Vous en penseriez que c’est Megouné beyoter et Maassé tipshim, n’est-ce pas ?
Hé bien c’est exactement ce que dit le
Rambam !
Pas qu’il soit nécessaire de supposer qu’à l’époque du
Rambam il n’y avait pas de « bisou sur la joue », on peut encore imaginer qu’un bisou sur la joue était perçu comme notre perception du baiser sur la bouche.
[J’opte plutôt pour cette seconde explication qui aura l’avantage d’éclairer d’autres ala’hot de ce genre qui ne sont pas vraiment appliquées.
Par exemple le
Rambam (Déot §V, 7) qui interdit aussi de discuter avec sa sœur dans la rue… C’est certainement en fonction de (et adapté à) ce qui se faisait à son époque, or parler avec une femme dans la rue ne se faisait pas…]
De nos jours,
en France, embrasser sa sœur n’est ni honteux ni maassé tipshim ni megouné beyoter.

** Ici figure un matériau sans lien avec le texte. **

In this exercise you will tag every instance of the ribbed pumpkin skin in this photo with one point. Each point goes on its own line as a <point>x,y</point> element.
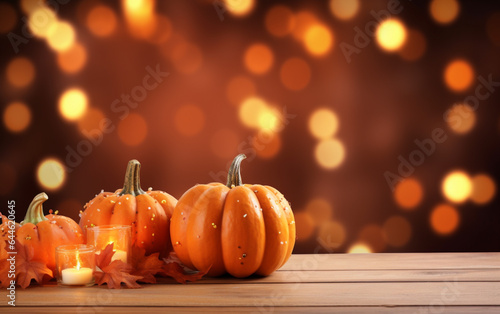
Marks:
<point>148,214</point>
<point>244,230</point>
<point>43,236</point>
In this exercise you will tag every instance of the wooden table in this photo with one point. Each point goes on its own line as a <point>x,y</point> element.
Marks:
<point>344,283</point>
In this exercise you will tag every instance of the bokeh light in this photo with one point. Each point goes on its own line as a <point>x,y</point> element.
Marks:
<point>189,120</point>
<point>133,130</point>
<point>408,193</point>
<point>483,189</point>
<point>461,118</point>
<point>332,234</point>
<point>73,104</point>
<point>320,209</point>
<point>140,18</point>
<point>239,88</point>
<point>239,8</point>
<point>187,57</point>
<point>8,17</point>
<point>20,72</point>
<point>61,36</point>
<point>318,40</point>
<point>258,58</point>
<point>457,186</point>
<point>28,6</point>
<point>101,21</point>
<point>359,248</point>
<point>397,231</point>
<point>304,225</point>
<point>444,11</point>
<point>251,110</point>
<point>295,74</point>
<point>40,20</point>
<point>391,34</point>
<point>444,219</point>
<point>414,47</point>
<point>344,9</point>
<point>16,117</point>
<point>280,21</point>
<point>458,75</point>
<point>374,236</point>
<point>224,143</point>
<point>73,59</point>
<point>51,174</point>
<point>266,144</point>
<point>329,153</point>
<point>323,123</point>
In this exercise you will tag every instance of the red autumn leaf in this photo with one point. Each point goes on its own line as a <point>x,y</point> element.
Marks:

La communauté religieuse continue malgré tout (pour différentes raisons) à s’abstenir de le faire (dans la mesure du possible), mais ce n’est pas comparable à embrasser sa sœur à l’époque du
Rambam et il n’y a pas de quoi en déduire non plus que le
Rambam ne correspondrait pas à l’opinion du
Sha’h (cité dans mon précédent message).
A Yael84 :
Que je cite:
Citation:
Même principe si on va voir un médecin?
Que voulez-vous dire ?
S’il est permis de serrer la main du médecin qui vous la tend?
ou: s’il est permis d’aller chez un médecin homme pour une femme ?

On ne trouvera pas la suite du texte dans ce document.